Film review: Let the Right One In (2008)

Feb 09, 2009 14:58

[I'm trying something a little different with this one. There are spoilers and some analysis under the cut, but hopefully the outside-the-cut bits will offer a decent review for those who wish it. Let me know how it works.]

It seems simplistic to say that our cultural romance with the vampire is about sex, or blood, or anxiety about either or both. But when a film like Let the Right One In cuts right to the heart of this by making the vampire a pre-pubescent girl, it's almost a relief. Finally, a vampire film (with requisite gore) that is unflinchingly not about velvet-drenched sould-searching angst or eternal-youth rockstardom.

Instead, this Swedish film (based on a novel) is about a little boy, Oskar, who slowly befriends his new next-door neighbor, a strange, beautiful creature named Eli. Eli walks barefoot in the snow. Eli does not go to school. Eli lives with an older man who may or may not be related to her, but whose relationship is decidedly not parental. Oskar is bullied at school, and spends most of his time on his own, dreaming of revenge he never takes. As his relationship with Eli progresses, it becomes clear that neither of them really has anyone else, and the secret they share unites them in a world Oskar may or may not be ready to join.

The film is starkly real without sacrificing style (except for some dreadfully unfortunate CG cats I am endeavoring to forget about), and for the most part plays out like a boy-meets-girl story with periodic violence rending the silent, frozen landscape. The contrast here, both visually and thematically, is striking and effective, and it's probably the most interesting vampire movie I've ever seen.


In many ways, while less subtly stylish, George Romero's Martin (1977) is the male companion piece to Let the Right One In. They're both about adolescence--the boy version naturally featuring an older protagonist. Martin's sexual anxiety manifests in a different way than Eli's, and his condition is ambiguous in a different way, and in the end the films are saying quite different things. But they both focus on individual (arrested) development, with vampirism as the diegetic cause of the arrest. What's unique about Martin's situation is that while he may or may not be a vampire, his reasons for thinking/pretending he is seem to be equal parts sexual (assuming his blood drinking falls into the "fetish" category) and a cry for attention (as exemplified by his anonymous late-night radio talk show calls). Martin makes the rape-fantasy aspect of the vampire myth explicit, and also explores the psychological hold the myth has on us for the simple reason that Martin is under its spell as well--whether or not he's a "real" vampire. Whatever that means.

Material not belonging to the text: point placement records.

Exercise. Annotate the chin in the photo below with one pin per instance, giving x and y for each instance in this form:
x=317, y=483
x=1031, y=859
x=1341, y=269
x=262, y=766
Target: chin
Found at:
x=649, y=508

Eli, by contrast, is quite certainly a vampire, though the mythos has a few surprises for us (my favorite being the consequences of entering "uninvited," one of the most effective scenes in the film). And Eli's problem is not, as we've seen before (most explicitly in the film version of Interview with the Vampire and Kirsten Dunst's dolled-up Claudia), that she's a grown up stuck in a child's body. It's that she's eternally adolescent, even if her soul is old and has witnessed things we cannot even imagine.




Two models of vampiric adolescence

What's incredible about this, and what makes the explicitness of the vampire/puberty connection feel not at all overdone or cliched, is that Eli embodies qualities that could be explained by either her years of vampiric indifference to human life and gore or her developmental immaturity. She is like Oskar in her perceptions of right and wrong. Is it because her morality (that which we would call morality, anyway) has decayed, or because it never developed? She's caught eternally in the self-interest of childhood, though on the cusp enough to develop a strong attachment to a boy she sees herself in. It all seems so obvious when you think about it, but it doesn't play that way in the film, and it's refreshing to see the subject treated without kid gloves. The violence is never out of place--it's the reality of Eli's life, which is (not coincidentally) Oskar's fantasy.



Most arrested-development vampire fantasies capture the body at what many might consider its peak: the (sexually mature) teens or early twenties. For obvious reasons, since these are the sort of people we supposedly like to look at, and the stage at which we are told we should arrest our own aging process. Eli is beautiful, yes, but not the way a woman is. She moves a little awkwardly, very clearly still a girl though her prettiness makes this not a little disturbing, both in the pedophilic sense and a more thematic uncanniness. At the same time, her relationship with Oskar is troublesome in the sense that she is much, much older, but less troublesome than it might be because we get the sense that her mind as well as her body is caught at that stage. In a way, Eli can be made to represent not only our anxieties about our own pubescence and adulthood but that transition in others, and our culture's relationship to that body.

What's so compelling about Let the Right One In, along with the general quality of the filmmaking and acting, is that it doesn't shy away from any of these disturbing elements. Nor does it give us any clear answers. It creates a world, much like ours, where vampires are real but most people don't know about them, and then treats it from a child's point of view, with all the horror (and sweetness) that entails. The two children together are incredible, and the only reason I don't want to say that they transcend the words "vampire film" is because I think every horror movie should be saying something about our psychology or society. Perhaps most of them are, but few of them do so with the curious mix of overtness and restraint as this, and few offer so much food for thought.